A survivor of the 1973 Railway Road bomb has called for the man jailed in connection with the atrocity to resign from his seat on Causeway Coast and Glens Borough Council.
Sinn Fein councillor Sean McGlinchey, a former Mayor of Limavady, was convicted of planting the bomb that killed six pensioners and injured dozens of others back in June 1973. He spent 18 years in prison for the offence.
Last week, the Sinn Fein man said: “I am an ex-IRA man. I’m proud of it,” during an outburst at a meeting of Causeway Coast and Glens held in Cloonavin.
Speaking exclusively to The Coleraine Times, bomb survivor David Gilmore said that he believed the Sinn Fein man ‘exposed himself as an unfit person to hold elected office’ and added that his comments ‘would not be forgotten’.
After Tuesday’s meeting, McGlinchey said he ‘stood by the remarks’.
However, on Thursday he apologised, saying that he realised it was “very insensitive” to have made the comments in Coleraine.

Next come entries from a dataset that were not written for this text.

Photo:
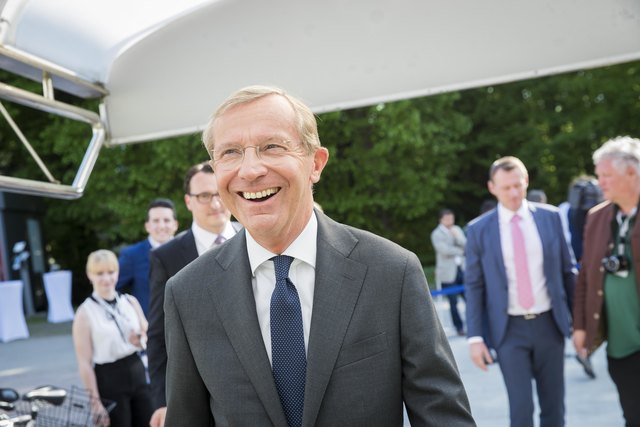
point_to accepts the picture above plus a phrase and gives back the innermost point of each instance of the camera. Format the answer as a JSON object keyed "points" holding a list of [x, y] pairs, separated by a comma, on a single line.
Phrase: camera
{"points": [[615, 263]]}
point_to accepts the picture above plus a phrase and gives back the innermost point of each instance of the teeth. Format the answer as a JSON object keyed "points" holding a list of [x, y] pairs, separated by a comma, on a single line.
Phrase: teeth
{"points": [[259, 194]]}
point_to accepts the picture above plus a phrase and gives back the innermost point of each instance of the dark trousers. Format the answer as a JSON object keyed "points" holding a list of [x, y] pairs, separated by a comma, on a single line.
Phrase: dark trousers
{"points": [[625, 373], [124, 382], [533, 350]]}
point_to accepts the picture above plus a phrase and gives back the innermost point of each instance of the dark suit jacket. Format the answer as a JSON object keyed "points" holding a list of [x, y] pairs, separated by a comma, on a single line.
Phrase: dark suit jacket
{"points": [[486, 278], [375, 341], [166, 261], [587, 311], [134, 272]]}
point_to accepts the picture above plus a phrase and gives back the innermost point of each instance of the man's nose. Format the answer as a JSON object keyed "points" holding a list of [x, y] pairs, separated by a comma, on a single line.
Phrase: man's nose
{"points": [[252, 166], [216, 202]]}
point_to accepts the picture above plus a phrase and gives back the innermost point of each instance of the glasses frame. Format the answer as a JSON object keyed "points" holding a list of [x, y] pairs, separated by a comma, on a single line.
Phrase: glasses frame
{"points": [[290, 148]]}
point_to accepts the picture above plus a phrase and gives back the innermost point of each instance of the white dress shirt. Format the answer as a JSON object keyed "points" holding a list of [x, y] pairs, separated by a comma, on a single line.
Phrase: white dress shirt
{"points": [[302, 274], [204, 239], [535, 259]]}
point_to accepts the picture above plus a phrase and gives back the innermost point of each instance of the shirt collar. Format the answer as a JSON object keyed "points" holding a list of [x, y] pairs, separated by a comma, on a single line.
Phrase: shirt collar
{"points": [[505, 215], [154, 243], [303, 247]]}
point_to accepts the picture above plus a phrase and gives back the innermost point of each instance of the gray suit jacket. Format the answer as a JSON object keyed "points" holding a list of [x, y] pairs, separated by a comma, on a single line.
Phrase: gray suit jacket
{"points": [[375, 341]]}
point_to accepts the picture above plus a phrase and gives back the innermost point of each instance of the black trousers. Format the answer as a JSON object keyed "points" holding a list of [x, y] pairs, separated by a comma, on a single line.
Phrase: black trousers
{"points": [[124, 382], [625, 373]]}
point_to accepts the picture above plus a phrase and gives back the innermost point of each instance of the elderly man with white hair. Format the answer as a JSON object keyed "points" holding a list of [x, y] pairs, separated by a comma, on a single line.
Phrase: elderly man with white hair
{"points": [[607, 303]]}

“I apologise for saying the comments in the chamber.
“I realise that was wrong and I want to apologise to the people of Coleraine and to the victims of the bomb. I regret saying what I said in the chamber in Coleraine. That was very insensitive,” said cllr McGlinchey.
The apology however was not accepted by Mr Gilmore and other local families affected by the bomb.

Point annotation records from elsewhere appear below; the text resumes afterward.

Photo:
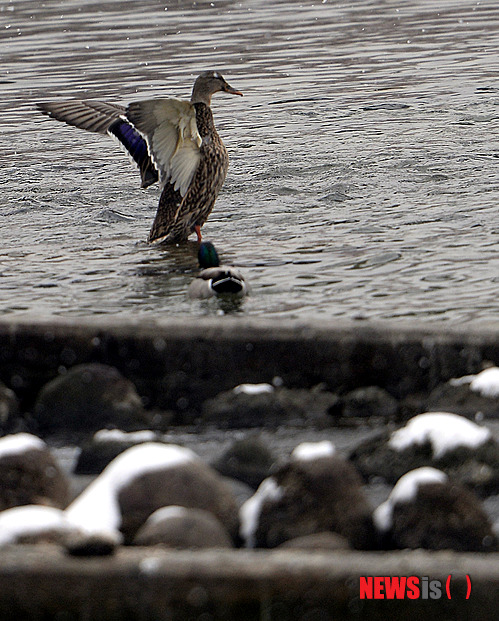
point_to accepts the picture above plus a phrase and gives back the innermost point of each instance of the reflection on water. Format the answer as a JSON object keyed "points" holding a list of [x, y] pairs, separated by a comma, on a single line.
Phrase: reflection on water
{"points": [[364, 178]]}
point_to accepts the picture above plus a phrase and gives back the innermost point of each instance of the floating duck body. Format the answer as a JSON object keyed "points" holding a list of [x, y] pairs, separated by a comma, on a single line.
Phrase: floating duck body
{"points": [[216, 279], [171, 140]]}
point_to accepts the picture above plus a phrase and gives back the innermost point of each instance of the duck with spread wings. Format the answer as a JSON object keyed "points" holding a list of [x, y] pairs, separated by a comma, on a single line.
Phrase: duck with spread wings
{"points": [[171, 140]]}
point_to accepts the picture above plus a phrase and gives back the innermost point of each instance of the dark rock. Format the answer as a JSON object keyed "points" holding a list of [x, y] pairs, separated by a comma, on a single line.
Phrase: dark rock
{"points": [[441, 515], [189, 484], [460, 399], [93, 544], [87, 398], [369, 401], [8, 407], [308, 497], [29, 474], [318, 541], [234, 410], [475, 467], [248, 460], [180, 527]]}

Mr Gilmore said he had been contacted by other survivors and those who lost family members in the bomb, and that they have described councillor McGlinchey’s comments as ‘extremely hurtful’.
“Councillor McGlinchey has now publicly declared that he has no regrets about carrying out this murderous attack on innocent people,” said Mr Gilmore.

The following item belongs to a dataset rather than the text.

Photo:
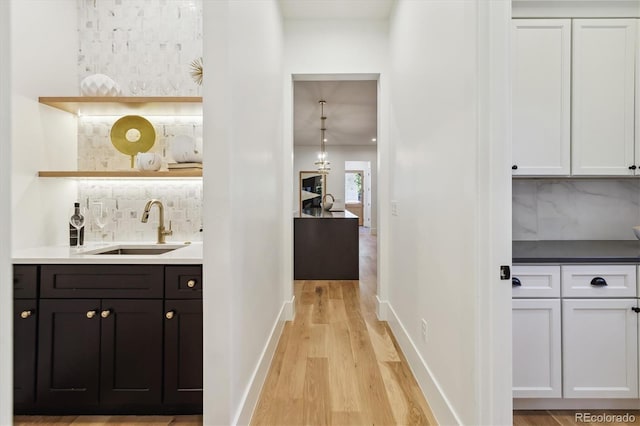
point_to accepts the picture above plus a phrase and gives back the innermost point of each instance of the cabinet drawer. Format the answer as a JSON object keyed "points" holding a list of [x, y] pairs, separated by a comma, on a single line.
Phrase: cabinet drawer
{"points": [[113, 281], [183, 282], [536, 281], [25, 281], [599, 281]]}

“I was one of the fortunate who survived this attack. I have no hesitation in calling for this mass murderer to resign his council seat. I believe he has exposed himself as an unfit person to hold elected office.
“After being made Mayor of Limavady in May 2011 councillor McGlinchey tried to bluff people by talking about extending the hand of friendship to Unionists.
“It is my belief that the comments on Tuesday night only prove that those words were at best being economical with the truth.
“His party often whinge about shared space and respect, but in councillor McGlinchey’s case, my perception is this, it is obviously an approach he does not understand or want.
“The damage he has caused to good relations in the council chamber will become apparent, but the distress, hurt and offence he has caused to the good people of Coleraine - especially to survivors and victims’ families will not be forgotten for a long time,” said Mr Gilmore.
“The so called apology issued only said he was sorry about saying what he did in the Council Chamber. He did not say he was sorry for the callous and cowardly act of murder he perpetrated in 1973. In short there was no apology.”